Each tool should answer:

> “What is happening, and why should I care?”

---

# 🚀 9. Suggested Build Order

1. RSS ingestion
2. normalization
3. basic deduplication
4. clustering
5. simple summarization
6. entity tagging

👉 Only then expose tools

---

# 🧠 Final takeaway

> Crypto MCP gives you **facts**
> News MCP gives you **meaning**

But only if you:

* aggressively deduplicate
* cluster events
* compress information

---

# ✅ Completed since this outlook was written

* v0.1.0 released and tagged
* provider-agnostic LLM extraction/summarization layer added
* prompts moved into separate files for easier updates
* entity blacklist implemented and made case-insensitive
* wildcard blacklist support added for entities/topics/keywords
* live extraction smoke test added
* JSON-backed alias map added for query normalization
* query normalization added so shorthand like `btc` and `trump` still works
* docs updated with the new env vars and workflow
* optional article payloads added to event tools
* blacklist enforcement maintenance script added
* related-entities tool added for co-occurrence neighborhoods
* emerging-topic scoring improved with importance-weighting and co-occurrence

---

# 🔭 Next high-level steps

## What is left of v0.1.0

The first version is now effectively a usable baseline.
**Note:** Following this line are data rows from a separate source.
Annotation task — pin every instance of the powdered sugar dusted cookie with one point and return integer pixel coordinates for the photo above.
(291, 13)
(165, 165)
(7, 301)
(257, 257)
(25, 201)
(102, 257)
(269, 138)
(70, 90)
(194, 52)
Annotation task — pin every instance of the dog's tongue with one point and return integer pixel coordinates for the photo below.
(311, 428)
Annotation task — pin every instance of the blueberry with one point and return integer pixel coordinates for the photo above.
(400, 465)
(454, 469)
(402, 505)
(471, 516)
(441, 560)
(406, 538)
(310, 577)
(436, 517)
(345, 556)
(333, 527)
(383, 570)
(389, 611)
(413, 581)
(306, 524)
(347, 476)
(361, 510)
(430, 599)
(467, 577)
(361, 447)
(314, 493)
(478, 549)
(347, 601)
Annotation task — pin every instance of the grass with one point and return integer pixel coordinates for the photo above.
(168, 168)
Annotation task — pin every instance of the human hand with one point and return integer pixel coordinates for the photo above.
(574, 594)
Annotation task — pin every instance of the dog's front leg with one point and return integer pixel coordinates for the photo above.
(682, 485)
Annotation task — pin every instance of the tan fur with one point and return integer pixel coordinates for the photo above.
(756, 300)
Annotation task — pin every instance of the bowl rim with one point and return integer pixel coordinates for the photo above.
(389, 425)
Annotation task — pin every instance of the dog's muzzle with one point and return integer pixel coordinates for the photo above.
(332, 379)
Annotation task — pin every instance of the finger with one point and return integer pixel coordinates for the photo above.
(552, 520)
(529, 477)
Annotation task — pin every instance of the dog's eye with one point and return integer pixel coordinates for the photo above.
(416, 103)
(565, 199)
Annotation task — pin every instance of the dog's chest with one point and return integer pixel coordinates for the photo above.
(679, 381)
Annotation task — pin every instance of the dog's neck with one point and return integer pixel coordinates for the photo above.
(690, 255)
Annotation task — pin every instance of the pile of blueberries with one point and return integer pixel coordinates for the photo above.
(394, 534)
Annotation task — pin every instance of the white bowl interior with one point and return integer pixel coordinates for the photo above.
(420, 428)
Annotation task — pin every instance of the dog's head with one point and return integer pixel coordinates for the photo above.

The remaining work for v0.1.x is mostly polish:

* stabilize extraction quality across a few more real-world samples
* expand the alias map only where usage demands it
* tune emerging-topic noise so repeated source names do not dominate
* keep sentiment labels aligned with scores as the model improves

## Where v0.2.0 should lead

1. **Normalization layer**

   * canonicalize acronyms and entity variants before storage / querying
   * keep the blacklist as a separate post-processing rule

2. **Wildcard blacklist support**

   * allow patterns for entities / topics / keywords
   * keep matching case-insensitive

3. **Emerging signal quality**

   * tune what counts as an emerging topic/entity
   * reduce noise from repeated source names and generic terms

4. **Entity/time tracking and replay (future capability)**

   * track how important entities evolve over time
   * allow replay of when entities first appeared, how topics shifted, and how sentiment changed
   * useful later for narrative reconstruction and trend timelines

## Longer-term direction

The endgame is not just “news search”, but a light narrative memory system:

* entity histories over time
* topic shifts and turning points
* sentiment arcs
* replayable timelines for a person, company, or event

That should stay in mind while keeping the current implementation simple.